Review by Dara McWaDe
Late Night, a new comedy featuring an absolutely stellar Emma Thompson as a Late Night host, and TV vet Mindy Kaling as the first female writer on her staff, almost works. It has a fantastic cast, a great premise, and something to say. Unfortunately, for a film about a comedy show, it’s not half as funny as it needs to be, and what it has to say feels watered down.
At Late Night’s core is a lovely story about the power and value of real diversity. Kaling plays Molly Patel, a long-time comedy fan finally trying to pursue her dream of writing for her hero’s late night talk show. Unfortunately, while Thompson’s Katherine Newbury may be successful, she has become cold and resentful of the world around her. Newbury is unwilling to get to know Molly, or any of her writing staff, declaring them all unworthy of names and numbering them instead. However, when her show is put on the bubble, she opens up, and the writers room steps in to help. The foregrounded elements of diversity work really well here, as characters first set-up to be mouthpieces in a debate on workplace diversity slowly become more fleshed-out (with a lot of the white male writers sounding like comments on a racist YouTube video). The parts about Newbury as a woman, however, feel cut down. She’s a fantastically complicated character: prickly and sensitive, but with a deep well of feeling and emotion, resembling a more sympathetic and funny Miranda Priestly.

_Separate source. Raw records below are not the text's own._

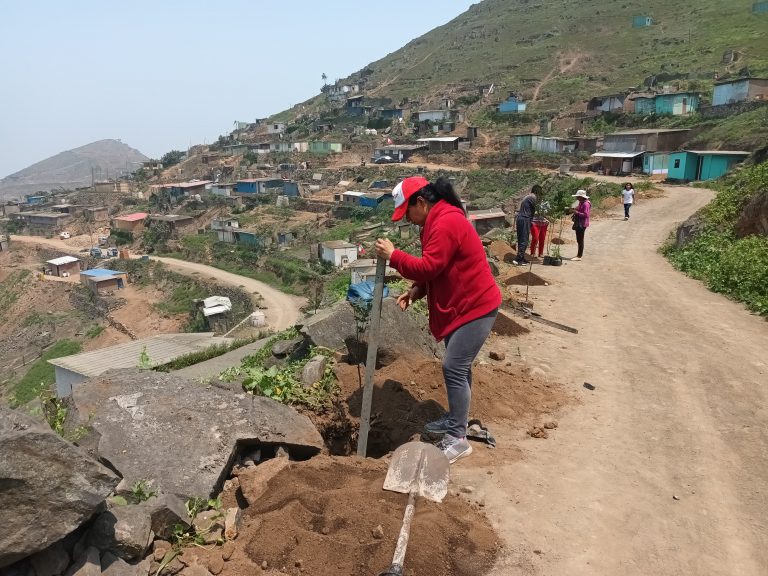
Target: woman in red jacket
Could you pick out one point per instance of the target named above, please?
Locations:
(462, 296)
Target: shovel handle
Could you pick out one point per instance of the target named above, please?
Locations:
(398, 560)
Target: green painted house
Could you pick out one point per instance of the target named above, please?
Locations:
(691, 165)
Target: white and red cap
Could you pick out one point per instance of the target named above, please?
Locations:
(402, 193)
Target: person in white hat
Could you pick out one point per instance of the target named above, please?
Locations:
(580, 215)
(462, 295)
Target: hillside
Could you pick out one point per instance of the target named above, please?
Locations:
(72, 168)
(559, 53)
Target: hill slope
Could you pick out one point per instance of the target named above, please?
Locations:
(558, 53)
(72, 168)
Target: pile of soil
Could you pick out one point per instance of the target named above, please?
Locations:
(525, 279)
(329, 516)
(500, 249)
(410, 392)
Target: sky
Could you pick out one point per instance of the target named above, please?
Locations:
(166, 74)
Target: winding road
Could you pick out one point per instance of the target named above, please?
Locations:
(281, 310)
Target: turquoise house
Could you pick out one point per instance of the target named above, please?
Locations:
(691, 165)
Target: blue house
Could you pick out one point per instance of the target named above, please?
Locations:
(512, 105)
(641, 21)
(739, 90)
(689, 165)
(258, 185)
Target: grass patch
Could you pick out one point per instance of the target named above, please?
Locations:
(94, 331)
(41, 375)
(11, 288)
(737, 267)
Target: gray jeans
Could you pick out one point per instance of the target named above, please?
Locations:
(461, 347)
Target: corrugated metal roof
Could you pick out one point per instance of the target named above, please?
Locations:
(61, 260)
(160, 349)
(720, 152)
(100, 272)
(616, 154)
(132, 217)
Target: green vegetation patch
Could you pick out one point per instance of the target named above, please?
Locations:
(41, 375)
(737, 267)
(11, 288)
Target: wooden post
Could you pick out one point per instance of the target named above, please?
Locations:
(370, 361)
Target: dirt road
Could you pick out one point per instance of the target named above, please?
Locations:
(663, 467)
(282, 310)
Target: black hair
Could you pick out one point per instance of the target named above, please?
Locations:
(440, 189)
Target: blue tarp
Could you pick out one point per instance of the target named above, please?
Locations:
(362, 293)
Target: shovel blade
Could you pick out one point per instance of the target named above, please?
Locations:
(421, 468)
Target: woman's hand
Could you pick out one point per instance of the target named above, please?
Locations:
(384, 248)
(404, 300)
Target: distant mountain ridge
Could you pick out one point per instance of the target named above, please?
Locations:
(73, 168)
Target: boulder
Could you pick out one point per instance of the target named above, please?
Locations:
(125, 531)
(398, 333)
(314, 370)
(180, 434)
(88, 564)
(49, 486)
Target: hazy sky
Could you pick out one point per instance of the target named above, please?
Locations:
(161, 75)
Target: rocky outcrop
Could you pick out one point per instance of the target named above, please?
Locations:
(179, 434)
(48, 487)
(335, 328)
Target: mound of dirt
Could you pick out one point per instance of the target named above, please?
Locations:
(329, 516)
(410, 392)
(525, 279)
(500, 249)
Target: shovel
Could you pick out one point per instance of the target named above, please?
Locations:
(416, 469)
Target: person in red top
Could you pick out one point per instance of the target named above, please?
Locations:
(462, 296)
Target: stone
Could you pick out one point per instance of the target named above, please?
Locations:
(125, 531)
(314, 370)
(210, 526)
(232, 523)
(165, 511)
(178, 433)
(283, 348)
(227, 550)
(254, 480)
(88, 564)
(53, 560)
(49, 486)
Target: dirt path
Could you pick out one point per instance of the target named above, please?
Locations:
(282, 310)
(662, 469)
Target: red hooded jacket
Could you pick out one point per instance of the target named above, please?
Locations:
(453, 270)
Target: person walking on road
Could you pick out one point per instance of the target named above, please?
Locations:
(580, 215)
(523, 224)
(462, 295)
(628, 196)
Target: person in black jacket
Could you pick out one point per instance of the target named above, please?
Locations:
(523, 224)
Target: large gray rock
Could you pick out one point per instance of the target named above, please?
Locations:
(48, 487)
(181, 434)
(399, 332)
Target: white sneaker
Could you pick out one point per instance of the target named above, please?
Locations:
(454, 448)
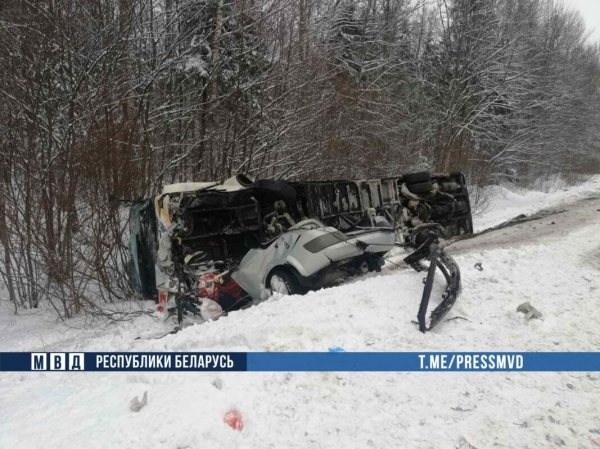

Shockingly, Late Night is Kaling’s first produced feature screenplay, and her first film credit as a producer - though it may have seemed these past few years that Kaling was a maverick producer, with her obvious creative talents and popular TV work in The Office and The Mindy Project. It’s unfortunate that, while her script has strong bones, it lacks flourish. Joke opportunities are missed, lines fall flat, the set-pieces are tired and story elements appear and disappear with little consistency. It should be noted that the film is funny at times, as there are some jokes that really work. I was in love with any dialogue that came out of Thomson’s mouth. It’s just a pity that sometimes the narrative is less interested in making things funny than it is in dramatic scenes that feel edited down to the lowest common denominator, and placed between a score that sounds like every terrible rom-com you’ve ever seen, with songs from the shudder-worthy Meghan Trainor.
There’s a better film hiding here; one that capitalises on the political dimensions often hinted at, and fully spotlights the brilliant, multi-dimensional woman at its core. Alas, hints at a narrative better than the one presented, perhaps one surrounding the ways in which women have to push down other women to succeed, seem buried in the final cut. It’s a little too pop to match the high-class comedienne at its centre. In fact, she would probably scoff at it.
Late Night opens to Irish screens on June 7.